Campaign Storage v1 leverages a collection of Lustre cluster file systems for metadata storage.  These cluster file systems use ZFS.  If desired for staging files, so called embedded Campaign Storage object storage can be included, in which case the file data leveraging that particular CS OR provides full semantics of the Lustre file system.  In this subsection, we describe the hardware used when Campaign Storage uses a single “small” cluster file system as its CS-MR.

The repository consists minimally of a CS-MDS and CS-OSS server node.  Each should have storage, which will be formatted as ZFS on the CS-MDS and ZFS or ldiskfs on the OSS.  This storage holds inode information including extended attributes relating the inodes in the CS MR to data objects on the CS OR, and optionally archival attributes can be stored on the CS MR, as well as work lists etc.

Fact: The metadata usage for each file / directory in the CS MR is likely to average 1KB to 2KB  on the CS MDS, and 512 bytes on a CS OSS. A “Trash” folder in Campaign Storage tracks deleted files and objects that can be removed, and until the trash is cleared deleted files should be assumed to consume metadata also.   Unless the CS MR is used for staging, the CS OSS only stores this metadata for each file[1].  If staging is used, and we in fact recommend to always include a small staging area on the CS OSS (because of the very low additional cost), then the CS OSS must additionally have sufficient space to store staged files.  

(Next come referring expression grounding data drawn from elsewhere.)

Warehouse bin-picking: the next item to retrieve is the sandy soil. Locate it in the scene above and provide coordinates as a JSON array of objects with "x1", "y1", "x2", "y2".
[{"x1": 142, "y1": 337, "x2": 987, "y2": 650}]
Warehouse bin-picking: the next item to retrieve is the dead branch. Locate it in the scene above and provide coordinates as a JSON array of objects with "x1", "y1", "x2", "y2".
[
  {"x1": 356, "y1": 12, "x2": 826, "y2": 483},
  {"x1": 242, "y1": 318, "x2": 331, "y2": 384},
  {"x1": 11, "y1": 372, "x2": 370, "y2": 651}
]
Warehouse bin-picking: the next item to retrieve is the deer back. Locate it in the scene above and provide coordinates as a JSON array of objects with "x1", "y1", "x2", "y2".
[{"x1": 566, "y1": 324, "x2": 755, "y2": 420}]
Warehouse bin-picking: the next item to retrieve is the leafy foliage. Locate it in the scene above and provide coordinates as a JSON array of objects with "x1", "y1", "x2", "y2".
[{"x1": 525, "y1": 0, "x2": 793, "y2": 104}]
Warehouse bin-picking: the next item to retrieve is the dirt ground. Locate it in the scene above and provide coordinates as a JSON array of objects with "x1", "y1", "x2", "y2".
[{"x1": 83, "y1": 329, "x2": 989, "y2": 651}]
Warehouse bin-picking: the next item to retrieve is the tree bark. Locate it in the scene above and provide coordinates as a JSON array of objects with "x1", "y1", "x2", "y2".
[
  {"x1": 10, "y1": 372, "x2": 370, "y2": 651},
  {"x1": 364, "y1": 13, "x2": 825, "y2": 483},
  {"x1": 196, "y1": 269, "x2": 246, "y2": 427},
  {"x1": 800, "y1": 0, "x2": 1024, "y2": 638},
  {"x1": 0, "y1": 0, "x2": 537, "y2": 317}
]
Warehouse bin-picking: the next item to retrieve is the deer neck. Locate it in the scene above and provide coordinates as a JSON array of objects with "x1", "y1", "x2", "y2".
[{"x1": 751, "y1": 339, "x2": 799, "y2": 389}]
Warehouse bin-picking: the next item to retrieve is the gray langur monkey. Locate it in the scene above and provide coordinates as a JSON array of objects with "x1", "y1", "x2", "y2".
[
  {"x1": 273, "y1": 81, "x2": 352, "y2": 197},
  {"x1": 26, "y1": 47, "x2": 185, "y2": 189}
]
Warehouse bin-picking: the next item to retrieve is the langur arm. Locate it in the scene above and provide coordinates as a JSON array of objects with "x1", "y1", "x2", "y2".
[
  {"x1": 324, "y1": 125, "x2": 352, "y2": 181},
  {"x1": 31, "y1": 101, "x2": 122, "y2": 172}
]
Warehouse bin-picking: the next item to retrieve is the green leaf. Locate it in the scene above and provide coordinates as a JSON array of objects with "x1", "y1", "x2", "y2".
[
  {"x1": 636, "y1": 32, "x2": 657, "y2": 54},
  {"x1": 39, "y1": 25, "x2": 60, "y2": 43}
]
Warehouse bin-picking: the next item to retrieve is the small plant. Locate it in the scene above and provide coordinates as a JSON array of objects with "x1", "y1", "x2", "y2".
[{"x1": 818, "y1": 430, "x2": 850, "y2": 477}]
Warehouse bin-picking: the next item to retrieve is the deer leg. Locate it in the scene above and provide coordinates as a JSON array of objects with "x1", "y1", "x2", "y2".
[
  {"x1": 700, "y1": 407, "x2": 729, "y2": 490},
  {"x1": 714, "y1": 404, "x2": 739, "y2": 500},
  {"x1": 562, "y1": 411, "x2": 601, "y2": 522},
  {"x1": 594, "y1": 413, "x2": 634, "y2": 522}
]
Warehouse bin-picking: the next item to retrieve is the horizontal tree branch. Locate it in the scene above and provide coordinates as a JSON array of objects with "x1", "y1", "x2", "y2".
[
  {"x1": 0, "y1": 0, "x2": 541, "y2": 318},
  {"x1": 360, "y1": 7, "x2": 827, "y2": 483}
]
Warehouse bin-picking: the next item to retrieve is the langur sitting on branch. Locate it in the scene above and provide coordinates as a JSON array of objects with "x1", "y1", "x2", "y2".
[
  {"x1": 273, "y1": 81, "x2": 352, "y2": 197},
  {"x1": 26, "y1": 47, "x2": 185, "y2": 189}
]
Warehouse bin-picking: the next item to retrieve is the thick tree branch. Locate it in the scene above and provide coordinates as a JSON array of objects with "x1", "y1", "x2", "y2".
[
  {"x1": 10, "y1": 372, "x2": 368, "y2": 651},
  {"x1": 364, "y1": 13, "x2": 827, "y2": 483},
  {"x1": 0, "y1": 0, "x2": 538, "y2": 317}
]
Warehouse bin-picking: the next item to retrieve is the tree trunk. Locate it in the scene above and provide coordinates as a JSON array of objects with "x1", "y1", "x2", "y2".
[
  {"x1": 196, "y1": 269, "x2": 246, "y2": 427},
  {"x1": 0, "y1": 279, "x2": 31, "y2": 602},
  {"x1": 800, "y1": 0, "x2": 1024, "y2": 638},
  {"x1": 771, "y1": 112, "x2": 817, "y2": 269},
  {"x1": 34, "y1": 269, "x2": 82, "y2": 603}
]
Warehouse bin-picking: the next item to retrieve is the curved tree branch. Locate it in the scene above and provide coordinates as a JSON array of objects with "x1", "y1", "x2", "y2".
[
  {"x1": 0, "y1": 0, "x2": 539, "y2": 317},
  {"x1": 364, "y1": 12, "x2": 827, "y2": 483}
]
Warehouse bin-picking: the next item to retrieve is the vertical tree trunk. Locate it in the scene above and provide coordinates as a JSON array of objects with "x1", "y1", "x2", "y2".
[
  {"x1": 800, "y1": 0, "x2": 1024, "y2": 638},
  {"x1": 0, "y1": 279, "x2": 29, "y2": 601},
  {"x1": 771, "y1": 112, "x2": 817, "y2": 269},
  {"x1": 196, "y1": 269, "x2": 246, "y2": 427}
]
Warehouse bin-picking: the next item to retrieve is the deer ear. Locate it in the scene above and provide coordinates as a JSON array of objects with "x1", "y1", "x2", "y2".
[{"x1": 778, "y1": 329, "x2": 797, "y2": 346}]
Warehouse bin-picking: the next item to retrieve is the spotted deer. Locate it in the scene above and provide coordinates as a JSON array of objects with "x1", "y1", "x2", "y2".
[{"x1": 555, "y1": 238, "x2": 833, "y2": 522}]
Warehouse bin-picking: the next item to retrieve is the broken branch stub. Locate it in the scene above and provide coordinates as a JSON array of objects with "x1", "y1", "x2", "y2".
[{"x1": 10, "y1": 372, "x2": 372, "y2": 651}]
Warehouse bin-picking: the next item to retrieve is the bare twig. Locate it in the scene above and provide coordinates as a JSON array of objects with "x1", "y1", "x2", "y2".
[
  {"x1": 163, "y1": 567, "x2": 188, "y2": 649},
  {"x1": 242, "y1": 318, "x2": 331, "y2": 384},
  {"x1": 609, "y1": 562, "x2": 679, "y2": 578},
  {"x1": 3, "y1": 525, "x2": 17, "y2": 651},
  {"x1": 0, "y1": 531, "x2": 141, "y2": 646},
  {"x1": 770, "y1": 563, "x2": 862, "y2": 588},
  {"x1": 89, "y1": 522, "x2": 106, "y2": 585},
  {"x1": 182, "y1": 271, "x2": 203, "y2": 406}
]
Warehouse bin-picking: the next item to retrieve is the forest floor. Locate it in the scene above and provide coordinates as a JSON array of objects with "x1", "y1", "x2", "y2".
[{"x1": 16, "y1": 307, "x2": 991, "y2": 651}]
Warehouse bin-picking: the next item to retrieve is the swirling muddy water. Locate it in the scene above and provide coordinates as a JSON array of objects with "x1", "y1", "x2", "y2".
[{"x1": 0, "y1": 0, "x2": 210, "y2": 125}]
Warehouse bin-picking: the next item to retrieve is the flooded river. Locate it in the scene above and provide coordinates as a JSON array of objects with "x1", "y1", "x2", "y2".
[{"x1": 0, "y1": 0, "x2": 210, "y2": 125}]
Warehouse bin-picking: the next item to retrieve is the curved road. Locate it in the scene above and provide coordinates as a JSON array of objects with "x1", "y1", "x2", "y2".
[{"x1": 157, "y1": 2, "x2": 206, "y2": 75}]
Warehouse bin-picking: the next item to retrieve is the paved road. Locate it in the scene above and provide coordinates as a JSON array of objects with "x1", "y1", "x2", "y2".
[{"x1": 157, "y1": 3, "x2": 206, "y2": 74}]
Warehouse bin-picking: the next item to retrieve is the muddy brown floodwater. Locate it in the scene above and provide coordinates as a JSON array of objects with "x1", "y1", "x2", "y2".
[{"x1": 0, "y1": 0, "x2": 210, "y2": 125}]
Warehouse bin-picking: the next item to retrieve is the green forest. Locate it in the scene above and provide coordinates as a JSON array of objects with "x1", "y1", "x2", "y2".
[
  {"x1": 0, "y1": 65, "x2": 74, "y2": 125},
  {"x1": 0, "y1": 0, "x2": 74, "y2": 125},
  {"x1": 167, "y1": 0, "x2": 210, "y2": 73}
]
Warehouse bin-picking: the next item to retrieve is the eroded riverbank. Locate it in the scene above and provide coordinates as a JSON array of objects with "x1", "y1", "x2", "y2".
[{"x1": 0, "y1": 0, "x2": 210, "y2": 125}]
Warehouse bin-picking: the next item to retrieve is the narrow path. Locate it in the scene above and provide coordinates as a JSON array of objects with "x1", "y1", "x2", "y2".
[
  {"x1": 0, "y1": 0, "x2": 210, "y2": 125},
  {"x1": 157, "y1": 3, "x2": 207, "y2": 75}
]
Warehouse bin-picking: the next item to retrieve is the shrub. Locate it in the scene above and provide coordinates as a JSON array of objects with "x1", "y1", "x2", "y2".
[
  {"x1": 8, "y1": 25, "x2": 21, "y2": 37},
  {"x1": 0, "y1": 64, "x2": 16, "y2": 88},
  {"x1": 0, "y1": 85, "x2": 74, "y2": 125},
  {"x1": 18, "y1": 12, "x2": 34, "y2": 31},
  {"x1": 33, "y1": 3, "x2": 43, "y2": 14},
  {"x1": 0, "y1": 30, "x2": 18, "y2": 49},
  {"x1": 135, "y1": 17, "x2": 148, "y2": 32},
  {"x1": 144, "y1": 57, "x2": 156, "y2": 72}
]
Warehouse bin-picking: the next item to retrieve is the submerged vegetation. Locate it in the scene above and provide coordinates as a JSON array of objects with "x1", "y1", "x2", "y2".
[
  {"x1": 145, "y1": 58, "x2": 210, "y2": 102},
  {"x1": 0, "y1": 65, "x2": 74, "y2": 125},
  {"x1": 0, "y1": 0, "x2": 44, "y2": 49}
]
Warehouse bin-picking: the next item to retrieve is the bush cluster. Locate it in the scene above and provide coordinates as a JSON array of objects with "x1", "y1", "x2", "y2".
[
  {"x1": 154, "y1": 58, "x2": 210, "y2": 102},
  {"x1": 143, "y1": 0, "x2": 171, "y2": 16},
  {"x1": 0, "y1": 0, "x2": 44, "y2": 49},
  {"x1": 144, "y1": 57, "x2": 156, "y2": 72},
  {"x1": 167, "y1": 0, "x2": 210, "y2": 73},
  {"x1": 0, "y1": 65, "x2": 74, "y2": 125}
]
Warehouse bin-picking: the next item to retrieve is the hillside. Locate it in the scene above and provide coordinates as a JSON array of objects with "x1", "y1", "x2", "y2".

The wide variation of disk use per inode is determined by how much metadata and operational data is saved; for example, Campaign Storage can have a per file command log when archiving, but such a log can double disk space consumption.

The following table depicts customer decisions regarding CS MR storage space choices.

Question

Considerations

Hardware Design

How many files will be stored in the CS system?

For performance reasons flash solutions (NVMe or SATA/SAS) must be used and as this holds the core metadata redundancy, e.g. dual or triple replication is required.

The CS MDS servers must have access to 2K * N bytes of storage, multiplied by the redundancy factor. E.g. for 1B files with triple redundancy, approximately 6TB of space is needed.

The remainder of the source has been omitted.